We shared a passion for justice, and your heart, that sweet heart, drew me to you. I could never get over the way you smiled at me when I ranted, sometimes not understanding, but listening anyway. I know you must’ve really loved me because you would put up with my strange tangents about technical things that the average person would spend their entire life without ever thinking. And I loved to hear of your passion for people. I could listen to you talk about them for year, and I treasure every minute of those four years I got to listen.


But the silence was equally sweet. There was a peace there, where I could truly rest. I took off all of my many hats, and threw them on the messy floor with all the other lost artifacts. Somewhere on that floor was a box with all the love notes I wrote to you. I still have those you gave to me, somewhere in an envelope. Maybe I’ll read them again one day.


We tried to be friends, for a little while. I think we both knew that you can’t really be friends with someone you loved so deeply. Things became strained. That probably hurt the worst. Hoping against hope that somehow, I hadn’t lost everything I loved about you, and seeing it quickly slip away. Maybe the girl who listened to me would still talk to me. Maybe that girl would let me listen.


When communication was cut off, I spiralled. I didn’t know who I was anymore. I didn’t even like myself very much without you. I loved me when I loved you. I think I did life right then. But alone?


Then you went off and made a lot of decisions I couldn’t condone. I made a bunch of stupid decisions I couldn’t condone. And our relationship was over, without any possibility for reconciliation. I felt like I was burying a friend that day. Shovelling the dirt into the coffin myself, until I decided to fall into the pit as well. The man still shovelling was someone else. Someone darker, older, a little more broken. Someone I really didn’t like.

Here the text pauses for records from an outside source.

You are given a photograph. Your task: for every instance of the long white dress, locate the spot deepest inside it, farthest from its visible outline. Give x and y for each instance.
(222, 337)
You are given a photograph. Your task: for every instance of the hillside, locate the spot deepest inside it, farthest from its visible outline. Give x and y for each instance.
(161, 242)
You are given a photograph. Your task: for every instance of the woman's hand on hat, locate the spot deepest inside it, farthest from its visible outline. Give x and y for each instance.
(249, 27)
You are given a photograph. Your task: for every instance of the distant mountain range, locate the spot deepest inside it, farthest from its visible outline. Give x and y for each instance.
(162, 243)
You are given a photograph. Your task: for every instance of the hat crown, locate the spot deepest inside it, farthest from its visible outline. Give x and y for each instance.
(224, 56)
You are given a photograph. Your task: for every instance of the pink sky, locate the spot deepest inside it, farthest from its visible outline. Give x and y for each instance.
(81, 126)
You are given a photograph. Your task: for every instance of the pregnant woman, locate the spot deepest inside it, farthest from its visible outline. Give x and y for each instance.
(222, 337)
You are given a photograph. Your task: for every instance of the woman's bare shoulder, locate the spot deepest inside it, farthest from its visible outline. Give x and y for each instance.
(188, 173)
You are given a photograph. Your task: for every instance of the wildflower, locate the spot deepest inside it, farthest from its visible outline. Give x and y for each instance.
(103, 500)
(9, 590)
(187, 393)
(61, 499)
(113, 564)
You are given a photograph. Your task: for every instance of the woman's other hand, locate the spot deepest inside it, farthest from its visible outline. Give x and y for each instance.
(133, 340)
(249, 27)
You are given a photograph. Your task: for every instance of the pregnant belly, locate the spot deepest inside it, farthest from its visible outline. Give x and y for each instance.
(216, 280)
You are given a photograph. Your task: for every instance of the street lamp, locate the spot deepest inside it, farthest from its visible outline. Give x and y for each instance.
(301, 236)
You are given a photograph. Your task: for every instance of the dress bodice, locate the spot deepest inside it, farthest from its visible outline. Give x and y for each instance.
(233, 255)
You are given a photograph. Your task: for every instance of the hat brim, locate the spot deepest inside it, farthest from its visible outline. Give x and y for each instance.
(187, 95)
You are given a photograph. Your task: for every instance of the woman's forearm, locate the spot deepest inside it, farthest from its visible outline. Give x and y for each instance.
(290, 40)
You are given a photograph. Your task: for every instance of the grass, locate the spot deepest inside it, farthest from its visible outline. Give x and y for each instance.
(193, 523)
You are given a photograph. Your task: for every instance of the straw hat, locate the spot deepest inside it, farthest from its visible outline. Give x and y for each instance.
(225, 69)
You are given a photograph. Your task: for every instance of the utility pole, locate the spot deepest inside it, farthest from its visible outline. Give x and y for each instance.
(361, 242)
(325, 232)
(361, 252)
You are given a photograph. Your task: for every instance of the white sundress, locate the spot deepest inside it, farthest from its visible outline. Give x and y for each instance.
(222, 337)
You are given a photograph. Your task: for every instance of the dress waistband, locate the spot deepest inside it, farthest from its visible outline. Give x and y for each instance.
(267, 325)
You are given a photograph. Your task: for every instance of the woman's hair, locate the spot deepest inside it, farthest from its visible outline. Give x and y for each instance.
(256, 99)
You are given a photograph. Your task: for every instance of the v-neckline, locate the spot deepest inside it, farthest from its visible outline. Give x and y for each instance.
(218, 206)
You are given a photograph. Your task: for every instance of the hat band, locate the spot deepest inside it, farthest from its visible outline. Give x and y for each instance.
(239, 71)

I felt like I died when I stopped shovelling, and that I was now someone new entirely. Ironically enough, what I had feared so much came to be reality. Two bodies, laying next to one another, taken from me by some mysterious power of life I do not understand. God? If so, why not just take me then?


But I didn’t die then. I am the man standing here, and somewhere, on the other side of the world, you were burying my body in your own way. I wonder if the tears came to you in the same way they did to me. Perhaps you had to tell yourself some lie, just like I had to do. Some lie that let that body be one you do not recognize, or at least the living ghost as some other being.

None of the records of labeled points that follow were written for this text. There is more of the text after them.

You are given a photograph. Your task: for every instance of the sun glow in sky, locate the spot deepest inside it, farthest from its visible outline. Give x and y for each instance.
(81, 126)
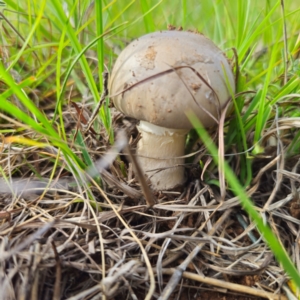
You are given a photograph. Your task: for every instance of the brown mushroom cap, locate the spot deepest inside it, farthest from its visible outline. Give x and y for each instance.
(154, 79)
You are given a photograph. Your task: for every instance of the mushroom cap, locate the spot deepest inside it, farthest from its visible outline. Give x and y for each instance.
(158, 77)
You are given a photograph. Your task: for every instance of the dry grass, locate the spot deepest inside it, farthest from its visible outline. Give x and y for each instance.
(83, 241)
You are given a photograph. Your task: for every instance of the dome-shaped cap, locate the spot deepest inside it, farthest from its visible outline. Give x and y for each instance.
(155, 79)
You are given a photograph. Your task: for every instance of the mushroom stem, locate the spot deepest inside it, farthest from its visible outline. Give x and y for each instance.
(160, 152)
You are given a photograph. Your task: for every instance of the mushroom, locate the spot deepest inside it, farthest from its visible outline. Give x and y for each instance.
(156, 79)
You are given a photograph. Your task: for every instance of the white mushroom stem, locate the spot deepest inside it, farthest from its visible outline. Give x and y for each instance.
(160, 152)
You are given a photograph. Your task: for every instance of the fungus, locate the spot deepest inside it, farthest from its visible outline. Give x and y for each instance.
(157, 79)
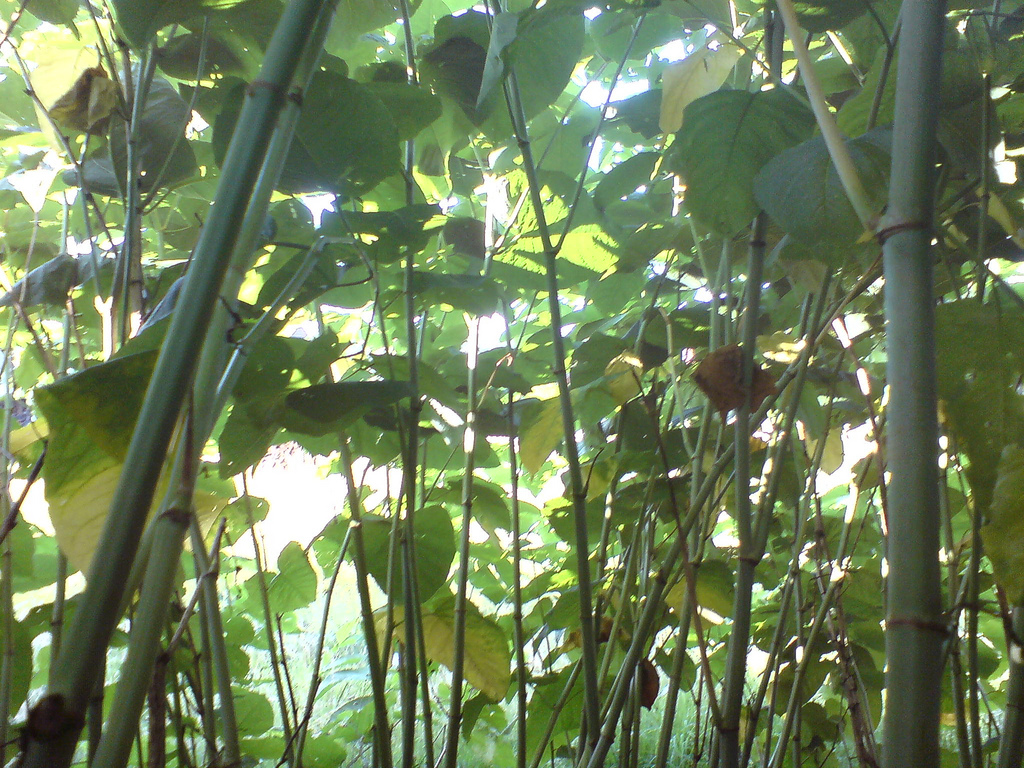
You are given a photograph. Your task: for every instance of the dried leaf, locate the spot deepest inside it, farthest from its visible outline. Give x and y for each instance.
(720, 377)
(88, 104)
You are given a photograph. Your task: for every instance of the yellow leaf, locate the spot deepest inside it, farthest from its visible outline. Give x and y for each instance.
(79, 513)
(699, 74)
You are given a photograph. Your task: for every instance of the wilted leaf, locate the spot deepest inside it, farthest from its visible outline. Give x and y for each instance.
(699, 74)
(434, 547)
(89, 102)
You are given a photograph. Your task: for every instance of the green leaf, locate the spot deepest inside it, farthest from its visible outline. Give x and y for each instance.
(725, 140)
(346, 140)
(267, 369)
(47, 284)
(253, 711)
(434, 548)
(91, 417)
(294, 586)
(801, 189)
(625, 178)
(548, 45)
(412, 107)
(503, 32)
(54, 11)
(322, 409)
(541, 432)
(1004, 534)
(473, 293)
(454, 66)
(487, 655)
(248, 433)
(140, 19)
(93, 408)
(166, 158)
(820, 15)
(224, 55)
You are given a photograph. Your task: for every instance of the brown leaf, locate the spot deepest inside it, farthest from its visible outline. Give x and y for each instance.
(648, 682)
(720, 377)
(88, 104)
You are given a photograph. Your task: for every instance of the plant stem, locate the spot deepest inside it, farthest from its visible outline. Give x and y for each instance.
(58, 716)
(914, 626)
(826, 123)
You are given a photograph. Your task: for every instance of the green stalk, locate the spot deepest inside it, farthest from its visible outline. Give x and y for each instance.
(1012, 739)
(57, 718)
(653, 606)
(136, 671)
(222, 673)
(128, 284)
(592, 696)
(314, 677)
(672, 694)
(411, 461)
(750, 551)
(170, 525)
(7, 619)
(271, 643)
(914, 625)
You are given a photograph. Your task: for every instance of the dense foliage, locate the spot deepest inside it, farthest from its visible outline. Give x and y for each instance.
(712, 342)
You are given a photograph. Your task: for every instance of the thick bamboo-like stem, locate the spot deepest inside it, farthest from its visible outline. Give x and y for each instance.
(382, 731)
(56, 720)
(914, 626)
(750, 550)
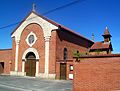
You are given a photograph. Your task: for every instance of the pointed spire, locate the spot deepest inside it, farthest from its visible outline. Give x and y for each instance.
(107, 36)
(93, 37)
(33, 7)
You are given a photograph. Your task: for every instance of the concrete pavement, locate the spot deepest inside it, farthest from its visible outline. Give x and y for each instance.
(35, 84)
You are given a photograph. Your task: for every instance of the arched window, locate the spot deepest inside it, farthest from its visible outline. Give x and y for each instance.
(65, 54)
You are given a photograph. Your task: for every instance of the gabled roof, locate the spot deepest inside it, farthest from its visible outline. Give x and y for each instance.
(54, 23)
(100, 45)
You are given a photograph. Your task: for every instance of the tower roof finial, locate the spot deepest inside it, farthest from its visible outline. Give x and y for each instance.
(33, 7)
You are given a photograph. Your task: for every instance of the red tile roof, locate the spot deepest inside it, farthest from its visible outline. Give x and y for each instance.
(106, 32)
(54, 23)
(100, 45)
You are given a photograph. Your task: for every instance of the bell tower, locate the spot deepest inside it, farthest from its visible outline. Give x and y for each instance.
(107, 36)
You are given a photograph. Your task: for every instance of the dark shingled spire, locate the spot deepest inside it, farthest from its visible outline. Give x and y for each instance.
(106, 32)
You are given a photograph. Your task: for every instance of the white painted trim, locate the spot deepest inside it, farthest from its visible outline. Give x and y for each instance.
(35, 38)
(30, 50)
(33, 18)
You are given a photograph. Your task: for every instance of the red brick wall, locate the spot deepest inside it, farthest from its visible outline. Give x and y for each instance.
(72, 42)
(13, 54)
(39, 45)
(97, 73)
(68, 63)
(65, 39)
(6, 57)
(52, 53)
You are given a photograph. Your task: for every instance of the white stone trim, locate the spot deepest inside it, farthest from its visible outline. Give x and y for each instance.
(35, 38)
(30, 50)
(33, 18)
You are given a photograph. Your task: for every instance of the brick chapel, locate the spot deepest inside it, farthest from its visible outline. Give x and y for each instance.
(43, 48)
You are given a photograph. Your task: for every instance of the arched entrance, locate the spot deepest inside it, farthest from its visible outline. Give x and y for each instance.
(30, 64)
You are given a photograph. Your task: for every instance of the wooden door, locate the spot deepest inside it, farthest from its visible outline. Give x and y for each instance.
(1, 67)
(30, 67)
(63, 71)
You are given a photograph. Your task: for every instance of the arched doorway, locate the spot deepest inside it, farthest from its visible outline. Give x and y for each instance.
(30, 64)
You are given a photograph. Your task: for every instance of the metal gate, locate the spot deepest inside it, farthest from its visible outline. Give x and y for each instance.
(63, 71)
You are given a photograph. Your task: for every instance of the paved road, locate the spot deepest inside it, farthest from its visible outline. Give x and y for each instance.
(6, 88)
(33, 84)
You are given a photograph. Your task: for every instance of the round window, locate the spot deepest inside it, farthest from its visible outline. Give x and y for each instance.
(31, 39)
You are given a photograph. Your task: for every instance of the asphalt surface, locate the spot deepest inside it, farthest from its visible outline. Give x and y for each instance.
(12, 83)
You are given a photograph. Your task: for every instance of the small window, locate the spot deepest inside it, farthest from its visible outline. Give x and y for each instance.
(65, 54)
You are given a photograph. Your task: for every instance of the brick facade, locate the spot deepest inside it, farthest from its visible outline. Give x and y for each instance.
(97, 73)
(5, 61)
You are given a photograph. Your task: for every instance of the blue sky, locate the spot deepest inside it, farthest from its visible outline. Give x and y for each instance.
(85, 17)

Oh, the lies I have had to tell myself to hate you. I convinced myself you were evil, that you had set it all up to make me fall in love with you just to take it all from me. But I knew your heart, and I couldn’t believe you would do something like that. I convinced myself your friends manipulated you, turned you against me. But I knew you were stronger than that, and that you loved me too deeply. I convinced myself you were crazy, or deeply in need, and comforted myself with that. To whatever extent these were true, I made them so much larger in my mind. I just couldn’t hate you.

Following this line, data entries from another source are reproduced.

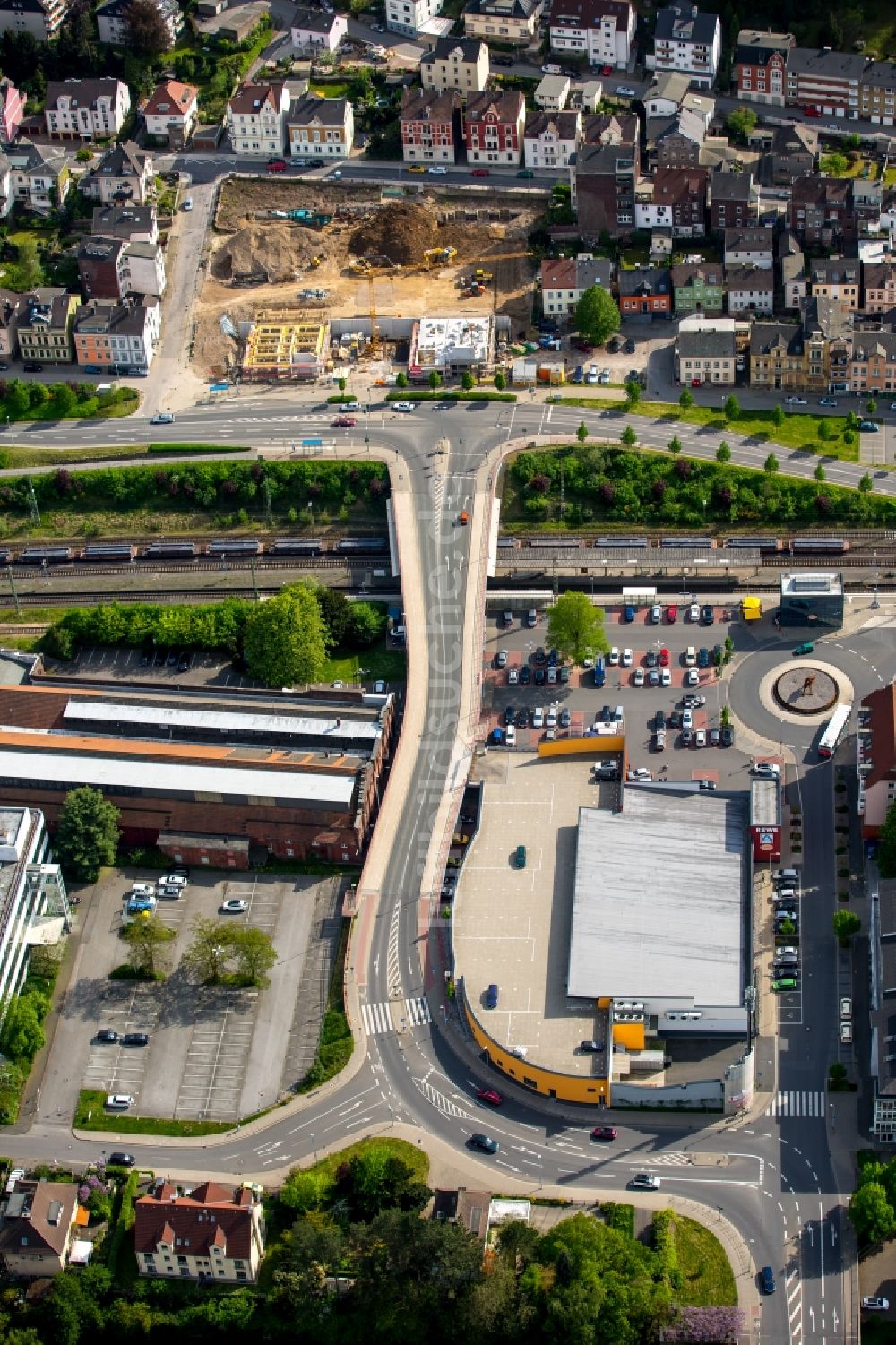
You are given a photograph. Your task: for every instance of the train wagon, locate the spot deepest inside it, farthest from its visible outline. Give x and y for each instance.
(235, 547)
(297, 547)
(169, 552)
(110, 552)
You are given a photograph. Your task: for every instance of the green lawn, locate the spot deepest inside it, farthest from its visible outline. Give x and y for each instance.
(710, 1280)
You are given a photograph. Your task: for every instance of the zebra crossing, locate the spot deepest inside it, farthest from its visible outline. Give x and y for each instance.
(378, 1019)
(797, 1103)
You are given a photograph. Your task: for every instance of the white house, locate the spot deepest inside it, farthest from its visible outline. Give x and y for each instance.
(552, 139)
(600, 30)
(257, 118)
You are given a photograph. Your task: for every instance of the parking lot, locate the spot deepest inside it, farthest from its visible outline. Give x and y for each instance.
(214, 1052)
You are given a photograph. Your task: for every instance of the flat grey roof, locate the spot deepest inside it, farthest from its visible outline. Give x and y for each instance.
(658, 901)
(166, 776)
(335, 728)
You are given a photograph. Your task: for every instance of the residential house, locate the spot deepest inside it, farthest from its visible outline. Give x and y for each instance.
(43, 328)
(117, 337)
(839, 279)
(879, 284)
(39, 175)
(123, 175)
(11, 110)
(321, 128)
(785, 358)
(825, 80)
(494, 125)
(86, 108)
(699, 288)
(644, 289)
(761, 66)
(134, 223)
(688, 39)
(412, 16)
(429, 126)
(731, 198)
(209, 1232)
(314, 31)
(705, 357)
(552, 93)
(510, 22)
(42, 19)
(257, 118)
(603, 31)
(754, 246)
(112, 22)
(791, 263)
(751, 289)
(552, 139)
(877, 93)
(564, 280)
(39, 1220)
(459, 64)
(171, 110)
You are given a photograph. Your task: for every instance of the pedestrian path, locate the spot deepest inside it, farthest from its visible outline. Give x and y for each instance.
(378, 1019)
(797, 1103)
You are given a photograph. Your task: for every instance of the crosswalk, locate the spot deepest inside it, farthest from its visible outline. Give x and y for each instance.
(378, 1019)
(797, 1103)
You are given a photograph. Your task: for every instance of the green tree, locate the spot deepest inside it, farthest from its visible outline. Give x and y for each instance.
(86, 832)
(286, 642)
(596, 315)
(847, 924)
(574, 625)
(145, 936)
(742, 123)
(871, 1213)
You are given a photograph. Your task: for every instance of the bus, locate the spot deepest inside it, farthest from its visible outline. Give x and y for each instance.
(834, 730)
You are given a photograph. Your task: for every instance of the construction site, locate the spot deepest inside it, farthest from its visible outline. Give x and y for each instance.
(314, 252)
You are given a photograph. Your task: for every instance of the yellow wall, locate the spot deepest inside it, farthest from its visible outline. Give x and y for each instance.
(564, 1087)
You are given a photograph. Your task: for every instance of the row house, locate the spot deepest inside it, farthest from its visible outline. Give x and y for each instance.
(837, 279)
(646, 290)
(257, 120)
(751, 289)
(688, 39)
(86, 108)
(514, 23)
(429, 126)
(761, 66)
(171, 112)
(699, 288)
(113, 27)
(552, 139)
(754, 246)
(459, 64)
(117, 335)
(494, 126)
(565, 280)
(321, 128)
(603, 31)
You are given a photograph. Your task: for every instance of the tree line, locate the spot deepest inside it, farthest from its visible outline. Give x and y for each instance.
(615, 486)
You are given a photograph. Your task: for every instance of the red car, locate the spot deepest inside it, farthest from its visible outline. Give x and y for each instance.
(488, 1095)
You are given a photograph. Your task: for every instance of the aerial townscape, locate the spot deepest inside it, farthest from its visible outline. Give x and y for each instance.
(393, 940)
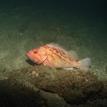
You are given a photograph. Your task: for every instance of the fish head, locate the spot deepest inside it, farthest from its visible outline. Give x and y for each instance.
(37, 55)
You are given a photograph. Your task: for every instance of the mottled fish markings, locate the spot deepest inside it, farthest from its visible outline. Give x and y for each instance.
(55, 56)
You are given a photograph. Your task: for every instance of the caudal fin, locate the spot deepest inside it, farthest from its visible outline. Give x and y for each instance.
(85, 64)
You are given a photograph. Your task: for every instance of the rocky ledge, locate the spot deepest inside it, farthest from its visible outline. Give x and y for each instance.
(52, 87)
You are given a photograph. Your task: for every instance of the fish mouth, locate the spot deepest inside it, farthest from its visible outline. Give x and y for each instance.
(30, 58)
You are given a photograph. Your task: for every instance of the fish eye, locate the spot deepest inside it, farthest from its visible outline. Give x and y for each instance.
(35, 52)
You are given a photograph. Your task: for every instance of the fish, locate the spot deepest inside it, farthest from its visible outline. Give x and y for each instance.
(55, 56)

I am not content to lie to myself any more. I loved you, with all of my heart. And for a time, that was what was meant to be. Today, it is no longer.


I have long since abandoned the shovel for a better pursuit. I am done burying friends. Now, I’m on a bike, trying to find myself.


Goodbye,
You once-loved-one,
Gone to the world of fond memories
And woe-begotten roads
I hope to pass once again,
One day.
Our time was fleeting,
Like all things,
But like the stars in their course,
Worth following while lost
Upon the shifting sands.
Thank you
For the beauty you dispersed
Upon my path as I go,
And I hope you might remember
The favor as returned.
If nay, I pray that one day,
God might let me see you again,
To bring for you a smile once more.

Day 5: Nineteen hundred and thirty-nine miles to go. Maybe only a few more to me.